The petitioner, the respondent, and the U.S. as amicus differed in their characterizations of the acts creating liability as well as the legal basis supporting their desired outcome. The petitioner and the amicus characterized the supplying of the component from the U.S. to customers abroad as a domestic injury. They urged that the domestic injury had foreseeable consequences, which damaged the business interests of the petitioner abroad. The foreseeable consequences were the combination of the component into the system and the use of the system in competition with the petitioner. The respondent, in contrast, urged that the supplying was a domestic injury but the damaged business interests were a separate injury that its customers inflicted by using the combined system outside of the U.S. The respondent should not, it urged, be responsible for the separate injury inflicted by others. The remedy for such separate injury, it urged, is patent suits against the customers in foreign countries.

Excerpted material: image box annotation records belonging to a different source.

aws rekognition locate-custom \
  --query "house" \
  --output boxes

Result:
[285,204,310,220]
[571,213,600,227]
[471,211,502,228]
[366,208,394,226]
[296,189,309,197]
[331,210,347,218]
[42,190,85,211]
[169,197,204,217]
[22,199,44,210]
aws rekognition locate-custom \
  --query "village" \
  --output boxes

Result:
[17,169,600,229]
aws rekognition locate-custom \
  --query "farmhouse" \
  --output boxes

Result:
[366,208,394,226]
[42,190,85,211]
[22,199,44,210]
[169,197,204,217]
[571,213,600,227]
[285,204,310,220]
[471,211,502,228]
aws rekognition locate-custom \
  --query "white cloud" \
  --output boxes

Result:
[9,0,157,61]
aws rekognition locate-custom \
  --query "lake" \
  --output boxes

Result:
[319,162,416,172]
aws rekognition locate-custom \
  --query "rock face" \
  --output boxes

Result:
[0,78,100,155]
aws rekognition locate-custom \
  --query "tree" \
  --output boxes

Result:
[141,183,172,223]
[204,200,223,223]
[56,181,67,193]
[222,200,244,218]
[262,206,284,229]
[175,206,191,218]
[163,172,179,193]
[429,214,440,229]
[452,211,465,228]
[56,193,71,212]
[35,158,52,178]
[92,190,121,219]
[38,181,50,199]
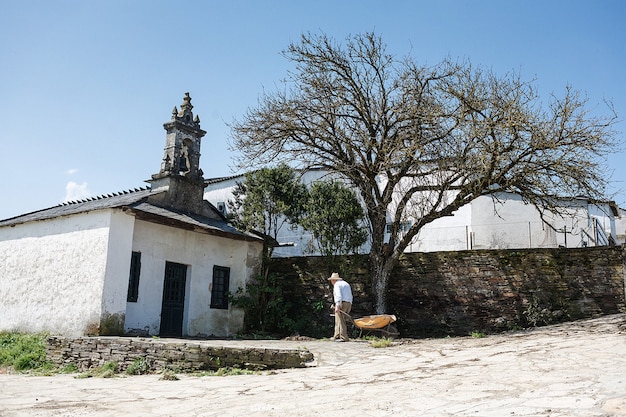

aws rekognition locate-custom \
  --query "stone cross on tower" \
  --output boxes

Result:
[148,93,206,213]
[152,93,206,181]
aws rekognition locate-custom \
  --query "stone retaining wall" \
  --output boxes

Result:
[272,246,626,337]
[46,336,313,372]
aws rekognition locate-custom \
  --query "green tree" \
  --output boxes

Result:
[227,33,618,313]
[228,164,307,332]
[300,180,368,266]
[228,164,307,259]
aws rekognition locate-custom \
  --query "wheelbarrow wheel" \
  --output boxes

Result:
[387,324,400,339]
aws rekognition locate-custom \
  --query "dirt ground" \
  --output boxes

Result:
[0,314,626,417]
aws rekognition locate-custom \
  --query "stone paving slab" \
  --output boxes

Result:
[0,314,626,417]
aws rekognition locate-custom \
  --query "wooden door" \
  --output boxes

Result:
[160,262,187,337]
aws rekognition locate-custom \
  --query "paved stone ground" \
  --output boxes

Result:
[0,314,626,417]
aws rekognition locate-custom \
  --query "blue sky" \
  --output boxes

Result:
[0,0,626,219]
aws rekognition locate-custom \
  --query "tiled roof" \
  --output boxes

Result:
[0,188,261,240]
[0,188,155,227]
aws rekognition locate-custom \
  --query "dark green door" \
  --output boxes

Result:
[160,262,187,337]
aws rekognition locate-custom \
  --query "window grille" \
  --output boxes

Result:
[126,252,141,303]
[211,266,230,309]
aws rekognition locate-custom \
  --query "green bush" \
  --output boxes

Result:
[0,332,51,371]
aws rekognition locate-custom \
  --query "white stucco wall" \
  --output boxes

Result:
[0,210,116,335]
[125,220,262,336]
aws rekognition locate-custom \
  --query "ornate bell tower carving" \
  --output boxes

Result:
[152,93,206,182]
[148,93,206,213]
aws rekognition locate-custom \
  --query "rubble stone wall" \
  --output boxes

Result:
[272,246,626,337]
[46,336,313,372]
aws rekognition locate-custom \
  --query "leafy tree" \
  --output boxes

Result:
[228,164,307,332]
[228,164,307,259]
[300,180,368,266]
[232,33,617,313]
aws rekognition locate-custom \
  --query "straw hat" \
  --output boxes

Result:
[328,272,341,281]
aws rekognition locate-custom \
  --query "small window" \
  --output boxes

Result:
[126,252,141,303]
[211,266,230,309]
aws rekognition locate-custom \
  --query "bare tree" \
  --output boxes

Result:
[232,33,618,313]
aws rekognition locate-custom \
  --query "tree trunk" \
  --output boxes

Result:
[370,252,396,314]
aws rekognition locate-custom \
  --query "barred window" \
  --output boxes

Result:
[126,252,141,303]
[211,266,230,309]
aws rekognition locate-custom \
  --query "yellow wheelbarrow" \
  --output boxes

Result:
[340,311,400,339]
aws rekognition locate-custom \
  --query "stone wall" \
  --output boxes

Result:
[46,336,313,372]
[272,247,626,337]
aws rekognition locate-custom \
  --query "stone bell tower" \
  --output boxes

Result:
[147,93,206,214]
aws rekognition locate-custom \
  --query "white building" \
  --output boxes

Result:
[0,94,262,337]
[204,170,626,257]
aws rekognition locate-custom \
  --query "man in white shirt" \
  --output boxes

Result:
[328,272,352,342]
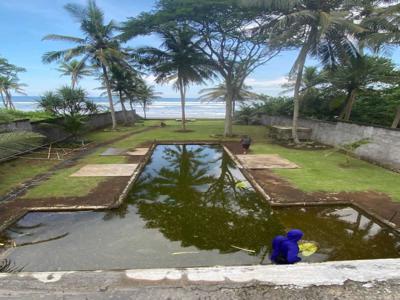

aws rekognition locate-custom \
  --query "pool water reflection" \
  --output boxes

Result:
[0,145,400,271]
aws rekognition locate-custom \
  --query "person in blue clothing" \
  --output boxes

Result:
[271,229,303,264]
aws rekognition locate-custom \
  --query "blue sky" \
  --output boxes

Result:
[0,0,400,97]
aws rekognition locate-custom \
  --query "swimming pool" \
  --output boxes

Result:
[0,145,400,271]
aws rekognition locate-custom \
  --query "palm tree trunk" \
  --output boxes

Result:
[4,90,15,110]
[292,48,307,144]
[224,84,233,137]
[143,102,147,120]
[0,91,8,109]
[340,90,356,121]
[71,76,77,89]
[119,91,128,125]
[179,78,186,131]
[101,64,117,130]
[392,105,400,128]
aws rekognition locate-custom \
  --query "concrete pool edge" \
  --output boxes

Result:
[0,259,400,292]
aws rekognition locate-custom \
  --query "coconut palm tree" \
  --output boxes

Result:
[0,57,26,109]
[134,84,160,119]
[0,76,27,110]
[327,55,399,121]
[200,83,260,118]
[57,59,92,88]
[43,0,129,129]
[138,28,214,130]
[246,0,363,143]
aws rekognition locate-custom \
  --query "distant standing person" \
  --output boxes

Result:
[240,135,251,154]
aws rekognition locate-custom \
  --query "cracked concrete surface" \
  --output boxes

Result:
[0,259,400,299]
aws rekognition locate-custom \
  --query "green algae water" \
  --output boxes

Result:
[0,145,400,271]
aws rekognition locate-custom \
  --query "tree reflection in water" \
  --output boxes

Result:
[122,145,283,256]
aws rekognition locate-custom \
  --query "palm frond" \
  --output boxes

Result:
[42,34,85,44]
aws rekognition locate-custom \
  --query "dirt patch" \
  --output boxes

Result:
[236,154,299,169]
[0,141,400,230]
[249,170,400,227]
[224,141,400,227]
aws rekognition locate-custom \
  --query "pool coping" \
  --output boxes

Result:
[222,144,400,235]
[0,259,400,295]
[0,141,400,296]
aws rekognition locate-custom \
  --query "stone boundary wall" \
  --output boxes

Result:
[261,115,400,171]
[0,119,32,133]
[0,110,139,141]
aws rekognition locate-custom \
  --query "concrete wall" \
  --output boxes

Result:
[0,119,32,133]
[0,110,137,141]
[261,115,400,171]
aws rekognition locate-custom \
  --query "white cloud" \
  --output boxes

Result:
[245,77,288,96]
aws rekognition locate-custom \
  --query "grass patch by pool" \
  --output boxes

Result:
[5,120,400,201]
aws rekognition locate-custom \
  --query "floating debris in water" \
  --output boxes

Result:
[299,242,318,256]
[235,181,247,189]
[231,245,256,253]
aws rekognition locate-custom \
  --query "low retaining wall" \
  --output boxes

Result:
[30,110,137,141]
[261,115,400,171]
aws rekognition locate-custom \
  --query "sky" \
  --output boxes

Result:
[0,0,400,98]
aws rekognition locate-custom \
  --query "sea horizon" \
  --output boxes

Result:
[5,96,225,119]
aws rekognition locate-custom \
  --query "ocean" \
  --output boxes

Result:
[8,96,225,119]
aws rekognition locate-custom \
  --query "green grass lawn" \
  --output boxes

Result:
[5,120,400,201]
[0,124,145,198]
[0,159,56,195]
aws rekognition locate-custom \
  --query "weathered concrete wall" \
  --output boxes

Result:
[261,115,400,170]
[0,119,32,132]
[0,110,137,141]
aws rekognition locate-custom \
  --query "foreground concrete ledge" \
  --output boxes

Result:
[0,259,400,292]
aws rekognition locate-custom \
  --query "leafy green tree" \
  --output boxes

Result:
[137,84,160,119]
[57,59,93,88]
[138,27,213,130]
[328,55,400,121]
[110,65,139,124]
[38,86,98,137]
[360,0,400,128]
[0,57,26,110]
[122,0,278,136]
[43,0,129,129]
[200,83,259,114]
[246,0,363,143]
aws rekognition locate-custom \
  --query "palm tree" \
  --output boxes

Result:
[43,0,129,129]
[361,0,400,128]
[200,83,260,116]
[245,0,363,143]
[327,55,399,121]
[57,59,92,88]
[138,84,160,119]
[0,57,26,109]
[138,28,213,130]
[0,76,27,110]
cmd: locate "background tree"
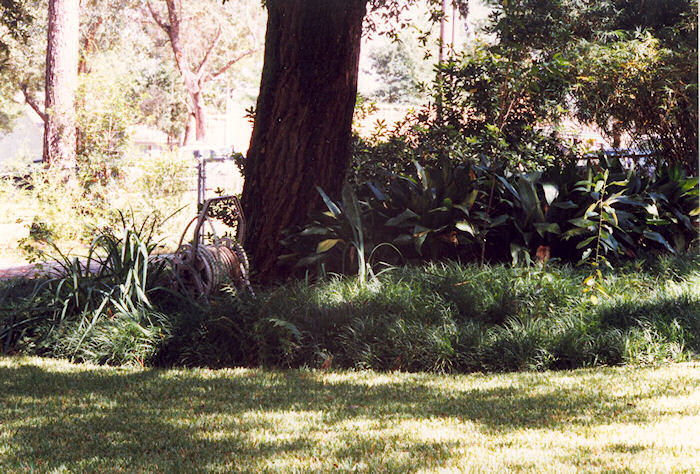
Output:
[44,0,80,169]
[147,0,259,141]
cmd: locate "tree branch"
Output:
[146,2,170,36]
[196,25,221,78]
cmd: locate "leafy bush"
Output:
[0,215,175,364]
[283,158,700,272]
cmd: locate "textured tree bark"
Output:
[243,0,367,282]
[44,0,80,170]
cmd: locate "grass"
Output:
[0,357,700,472]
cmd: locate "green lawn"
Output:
[0,357,700,472]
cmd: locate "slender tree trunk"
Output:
[243,0,367,281]
[44,0,80,170]
[190,89,207,142]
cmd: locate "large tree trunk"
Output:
[44,0,80,170]
[243,0,367,281]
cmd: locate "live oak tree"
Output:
[44,0,80,170]
[242,0,367,281]
[242,0,466,281]
[242,0,463,281]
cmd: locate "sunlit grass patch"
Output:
[0,358,700,472]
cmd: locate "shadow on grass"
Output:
[0,364,696,472]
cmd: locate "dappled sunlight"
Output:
[0,358,700,472]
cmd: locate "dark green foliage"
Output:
[0,254,700,372]
[0,215,175,365]
[283,157,700,273]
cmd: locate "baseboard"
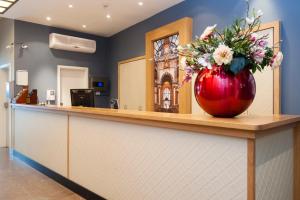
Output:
[13,150,105,200]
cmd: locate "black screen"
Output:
[71,89,95,107]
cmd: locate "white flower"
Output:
[271,51,283,69]
[200,24,217,40]
[180,57,187,70]
[198,53,212,69]
[213,44,233,66]
[256,10,264,17]
[177,45,183,51]
[246,17,255,25]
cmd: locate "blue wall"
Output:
[15,21,109,107]
[108,0,300,114]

The justices questioned the petitioner and amicus about how narrowly the presumption against extraterritoriality should be applied. Did the presumption not apply to § 271(f) because it specifically contemplated foreign combination? Did it not apply to all patent damages under § 284? Should the presumption ever apply to damages provisions in general? The petitioner had originally argued only that the presumption should not apply to § 271(f), but the amicus had argued that it should not apply to any patent infringement under § 284. When pushed in oral argument, the U.S. could not think of a reason why the presumption should apply to any damage provision. The respondent’s argument focused on the application of the presumption to § 284, which failed to explicitly state that damages for foreign losses were compensable.

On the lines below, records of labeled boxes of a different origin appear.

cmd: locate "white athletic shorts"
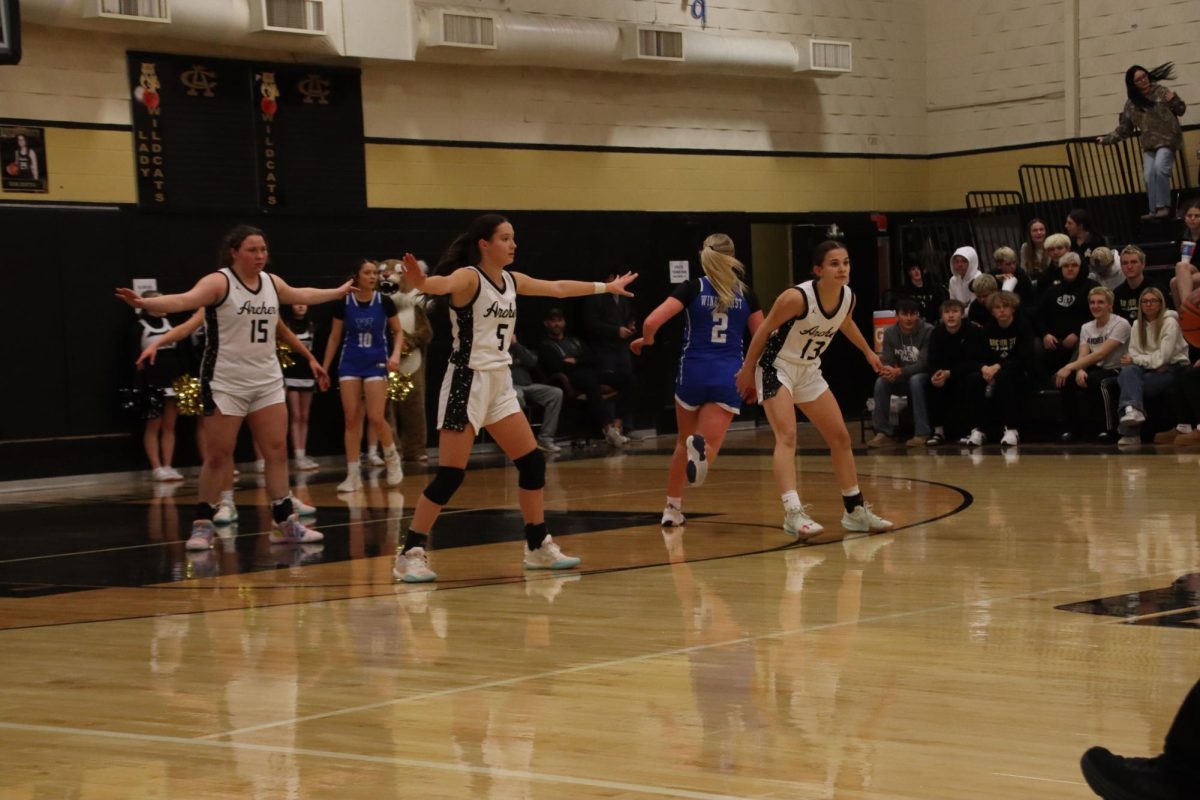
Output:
[212,380,288,416]
[754,359,829,403]
[438,365,521,433]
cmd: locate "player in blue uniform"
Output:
[629,234,762,528]
[324,259,404,492]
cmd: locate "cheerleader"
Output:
[134,291,184,481]
[281,302,328,471]
[392,213,637,583]
[737,241,892,539]
[138,308,329,525]
[629,234,762,528]
[323,259,404,492]
[116,225,354,549]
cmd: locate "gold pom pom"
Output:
[170,375,204,416]
[388,372,413,401]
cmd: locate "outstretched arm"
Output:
[137,308,204,369]
[115,272,228,314]
[512,272,637,297]
[629,297,683,355]
[271,275,358,306]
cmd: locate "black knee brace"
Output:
[424,467,467,506]
[512,447,546,491]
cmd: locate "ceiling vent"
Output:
[83,0,170,23]
[624,26,684,61]
[433,10,496,50]
[797,38,852,77]
[250,0,325,35]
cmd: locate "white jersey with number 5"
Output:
[758,281,854,367]
[200,267,283,395]
[450,266,517,369]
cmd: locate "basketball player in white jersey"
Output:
[737,241,892,539]
[116,225,354,549]
[392,213,637,583]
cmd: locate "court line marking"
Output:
[197,570,1177,740]
[0,722,758,800]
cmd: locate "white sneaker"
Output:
[288,494,317,517]
[391,547,438,583]
[184,519,217,551]
[784,505,824,539]
[1121,405,1146,425]
[212,500,238,525]
[295,456,320,473]
[659,503,688,528]
[841,503,893,534]
[524,534,583,570]
[270,512,325,545]
[384,452,404,486]
[686,433,708,486]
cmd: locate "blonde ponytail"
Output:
[700,234,745,312]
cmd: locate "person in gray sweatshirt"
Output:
[866,297,934,447]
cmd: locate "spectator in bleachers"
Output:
[925,297,985,447]
[1096,61,1187,219]
[1087,247,1124,291]
[967,275,1000,327]
[896,264,947,325]
[1063,209,1104,264]
[1154,361,1200,447]
[1171,200,1200,308]
[962,291,1033,447]
[866,297,934,447]
[1021,217,1050,281]
[1112,245,1165,325]
[1055,286,1130,443]
[1117,287,1189,445]
[1038,234,1082,293]
[1033,255,1096,383]
[947,247,979,308]
[991,247,1033,307]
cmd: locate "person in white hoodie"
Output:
[1117,287,1189,445]
[949,247,979,312]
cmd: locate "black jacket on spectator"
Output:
[895,276,949,325]
[983,309,1033,375]
[1033,273,1098,339]
[929,320,988,375]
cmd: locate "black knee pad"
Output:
[424,467,467,506]
[512,447,546,491]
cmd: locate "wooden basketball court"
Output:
[0,428,1200,800]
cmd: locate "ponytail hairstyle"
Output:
[700,234,746,312]
[217,225,266,269]
[1126,61,1175,109]
[430,213,508,275]
[1133,287,1166,351]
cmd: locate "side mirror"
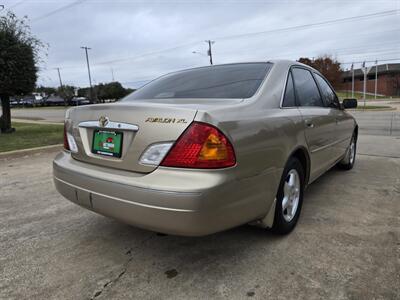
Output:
[342,98,357,108]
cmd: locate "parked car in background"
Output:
[70,97,90,106]
[19,95,44,107]
[53,61,358,236]
[45,95,65,105]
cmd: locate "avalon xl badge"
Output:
[99,116,110,127]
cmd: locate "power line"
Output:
[215,9,398,40]
[340,57,400,65]
[87,10,398,65]
[31,0,87,23]
[8,0,24,9]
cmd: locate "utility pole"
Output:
[205,40,215,65]
[111,68,115,82]
[375,60,378,100]
[351,63,354,98]
[362,61,371,110]
[81,46,93,102]
[55,68,67,106]
[55,68,62,88]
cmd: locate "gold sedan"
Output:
[53,61,358,236]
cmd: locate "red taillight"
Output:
[64,124,70,150]
[161,122,236,169]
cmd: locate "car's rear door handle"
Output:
[305,120,315,128]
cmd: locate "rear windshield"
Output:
[122,63,272,101]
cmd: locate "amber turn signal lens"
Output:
[161,122,236,169]
[199,133,228,160]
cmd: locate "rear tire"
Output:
[338,134,357,170]
[271,157,305,234]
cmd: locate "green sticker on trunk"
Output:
[92,130,122,157]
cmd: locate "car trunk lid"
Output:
[67,102,197,173]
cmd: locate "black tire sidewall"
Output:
[272,157,305,234]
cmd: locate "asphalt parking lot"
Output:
[0,116,400,299]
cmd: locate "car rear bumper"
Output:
[53,152,277,236]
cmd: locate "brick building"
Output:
[337,63,400,97]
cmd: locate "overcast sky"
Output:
[0,0,400,87]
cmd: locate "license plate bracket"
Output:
[92,129,123,158]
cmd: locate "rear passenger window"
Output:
[292,68,324,106]
[282,72,296,107]
[315,74,339,108]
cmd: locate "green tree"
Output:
[0,12,43,133]
[298,55,342,87]
[78,81,134,102]
[35,86,57,95]
[57,85,75,105]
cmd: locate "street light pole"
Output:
[375,60,378,100]
[205,40,215,65]
[81,46,93,102]
[111,68,115,82]
[56,68,62,88]
[55,68,67,106]
[351,64,354,98]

If the petitioner is correct, a ruling in its favor will not change the law but restore status quo ante the Federal Circuit’s decision below. The hypothetical floodgates of international comity violations posited by the respondent would thus be unlikely to occur. Some pundits have speculated that a ruling against application of the presumption against extraterritoriality would lead patent owners to more creative damages theories and larger damages awards in the U.S. If true, that might make U.S. patents more valuable.